What is Apache Airflow ?
Apache Airflow is a free and open-source application for managing complicated workflows and data processing pipelines. It’s a platform for automating and monitoring workflows for scheduled jobs. It allows us to configure and schedule our processes according to our needs while simplifying and streamlining the process.
Why do we need Apache Airflow ?
Lets us assume a use case where we want to trigger a data pipeline every day at a given time. The data pipeline might include the following steps: Downloading of Data, Processing of Data, and finally Storing of Data.
Now to fulfill the above tasks the pipeline might make use of external API’s and Databases. Meanwhile, we have to make sure that these external Api’s and Databases are constantly available for use so as to make sure that the data pipeline will succeed.
But what is going to happen if the DB is not present or the API we are using to fetch the data is not present, the data pipeline is going to fail. This problem increases multi-folds if there are not one but hundreds of data pipelines operating simultaneously. This is exactly what Apache Airflow Addresses. With Airflow we can manage our data pipelines and execute our tasks in a very reliable way while monitoring our tasks and retrying them automatically.

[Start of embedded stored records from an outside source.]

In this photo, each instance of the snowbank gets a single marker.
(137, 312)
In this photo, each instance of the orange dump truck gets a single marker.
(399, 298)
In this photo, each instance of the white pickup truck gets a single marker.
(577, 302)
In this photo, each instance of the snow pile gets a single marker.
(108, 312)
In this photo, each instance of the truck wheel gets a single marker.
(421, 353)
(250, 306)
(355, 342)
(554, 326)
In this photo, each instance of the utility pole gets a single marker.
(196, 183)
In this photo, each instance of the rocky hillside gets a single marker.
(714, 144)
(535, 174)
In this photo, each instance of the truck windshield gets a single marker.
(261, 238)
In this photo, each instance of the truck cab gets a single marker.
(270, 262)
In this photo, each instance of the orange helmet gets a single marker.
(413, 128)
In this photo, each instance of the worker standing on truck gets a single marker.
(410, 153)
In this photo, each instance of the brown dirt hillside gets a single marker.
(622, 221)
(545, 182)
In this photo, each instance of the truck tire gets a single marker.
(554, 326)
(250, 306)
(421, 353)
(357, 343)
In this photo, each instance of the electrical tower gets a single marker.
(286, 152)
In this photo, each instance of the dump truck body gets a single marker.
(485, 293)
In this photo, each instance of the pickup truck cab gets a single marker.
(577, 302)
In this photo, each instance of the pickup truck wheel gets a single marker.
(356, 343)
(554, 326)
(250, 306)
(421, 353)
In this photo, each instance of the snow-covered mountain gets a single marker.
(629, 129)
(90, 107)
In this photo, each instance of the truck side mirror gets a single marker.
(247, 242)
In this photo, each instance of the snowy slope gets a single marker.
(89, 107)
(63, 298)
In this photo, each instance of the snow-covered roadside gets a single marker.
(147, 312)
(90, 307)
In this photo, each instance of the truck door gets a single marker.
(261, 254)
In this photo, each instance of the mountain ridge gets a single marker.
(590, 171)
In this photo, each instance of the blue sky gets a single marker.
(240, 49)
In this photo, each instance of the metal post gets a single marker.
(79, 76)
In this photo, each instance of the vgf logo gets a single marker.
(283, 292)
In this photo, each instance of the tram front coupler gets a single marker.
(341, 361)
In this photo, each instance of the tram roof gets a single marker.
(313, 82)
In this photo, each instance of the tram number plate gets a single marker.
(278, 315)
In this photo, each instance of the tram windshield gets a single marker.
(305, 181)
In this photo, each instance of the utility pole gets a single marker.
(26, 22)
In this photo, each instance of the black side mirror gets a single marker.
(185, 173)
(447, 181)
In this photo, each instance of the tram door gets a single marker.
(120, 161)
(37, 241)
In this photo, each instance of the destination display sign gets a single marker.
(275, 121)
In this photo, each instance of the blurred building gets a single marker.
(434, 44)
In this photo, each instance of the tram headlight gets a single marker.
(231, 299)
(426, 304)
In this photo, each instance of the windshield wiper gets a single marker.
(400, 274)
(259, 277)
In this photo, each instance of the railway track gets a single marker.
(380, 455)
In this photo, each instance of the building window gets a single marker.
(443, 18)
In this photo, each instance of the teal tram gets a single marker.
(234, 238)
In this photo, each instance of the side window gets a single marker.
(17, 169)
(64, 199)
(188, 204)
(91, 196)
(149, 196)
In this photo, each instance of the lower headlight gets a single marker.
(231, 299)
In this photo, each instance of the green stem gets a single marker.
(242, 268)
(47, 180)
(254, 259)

Core components of Airflow
Airflow is a simple queueing system based on a metadata database. A scheduler uses the state of queued tasks stored in the database to prioritize how other tasks are added to the queue. There are four main components of Apache Airflow :
The web server is in charge of providing the user interface. It also allows to track job status and read logs from remote file storage.

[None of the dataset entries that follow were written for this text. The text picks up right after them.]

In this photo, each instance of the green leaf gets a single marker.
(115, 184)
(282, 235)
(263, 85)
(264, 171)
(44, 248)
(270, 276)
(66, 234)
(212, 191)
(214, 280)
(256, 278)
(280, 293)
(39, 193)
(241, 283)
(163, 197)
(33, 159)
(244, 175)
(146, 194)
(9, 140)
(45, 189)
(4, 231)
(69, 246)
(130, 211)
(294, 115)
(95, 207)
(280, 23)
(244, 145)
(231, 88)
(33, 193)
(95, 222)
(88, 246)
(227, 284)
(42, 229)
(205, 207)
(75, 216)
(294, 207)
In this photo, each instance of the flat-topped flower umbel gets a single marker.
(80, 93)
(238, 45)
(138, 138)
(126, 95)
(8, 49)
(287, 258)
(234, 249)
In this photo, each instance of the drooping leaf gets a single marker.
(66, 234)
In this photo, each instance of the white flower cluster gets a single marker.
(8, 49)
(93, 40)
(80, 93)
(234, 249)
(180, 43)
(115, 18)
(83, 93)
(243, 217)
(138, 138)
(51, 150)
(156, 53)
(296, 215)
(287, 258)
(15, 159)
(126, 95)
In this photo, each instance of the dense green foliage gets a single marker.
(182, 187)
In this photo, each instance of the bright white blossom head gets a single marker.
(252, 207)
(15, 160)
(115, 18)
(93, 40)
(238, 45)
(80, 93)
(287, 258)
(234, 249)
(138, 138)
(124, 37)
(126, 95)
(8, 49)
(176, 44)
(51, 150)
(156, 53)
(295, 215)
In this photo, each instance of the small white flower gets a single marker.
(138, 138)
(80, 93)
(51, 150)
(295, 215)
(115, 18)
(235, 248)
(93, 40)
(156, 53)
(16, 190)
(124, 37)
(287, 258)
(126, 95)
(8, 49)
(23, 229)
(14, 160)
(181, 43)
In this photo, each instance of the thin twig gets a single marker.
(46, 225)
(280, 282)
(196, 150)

The scheduler handles scheduling the jobs, it decides which tasks to execute and when and where to execute them. It also decides the execution priority.
Metastore is a database where all the metadata related to Airflow and our data is present. It powers how other components would interact with each other. Stores information regarding the state of each task.
The executor is a process that is tightly connected to the scheduler and determines the worker process which is actually going to execute the task.
Worker is the process where the tasks are executed.
Basic Apache Airflow concepts
A single task in a process is described by an operator and Operators are typically (but not always) nuclear, which means they can stand alone and do not require resources from other operators.
DAG (Directed acyclic graph)
DAG is a collection of small tasks which join together to perform a bigger task. It describes how to run a workflow. It is a collection of all the tasks we want to run organized in a manner that defines their relationship and dependencies.
This is what a standard DAG looks like. It has 4 tasks A, B, C, and D it defines in which order each task will execute and what are their dependencies.
A Task is a basic unit of execution. Each task may have an upstream or a downstream dependency defined. The key point of using Tasks is defining how tasks are related to each other.
Operator is a template for a predefined task that we can declare inside a DAG.
Sensors are special operators as they come into action after an event occurs. Types of Sensors: poke(default), reschedule, and smart sensor.
Benefits of using Apache Airflow
The Airflow dynamic pipeline is built in the form of code, giving it the ability to be dynamic.
Another advantage of working with Airflow is that it is simple to start the operators and executors thus allowing the library to adapt to the level of abstraction required to serve a specific environment.
Apache Airflow is highly scalable and we can execute as many tasks as we want in parallel.
With the help of UI we can monitor our data pipelines and retry our tasks accordingly.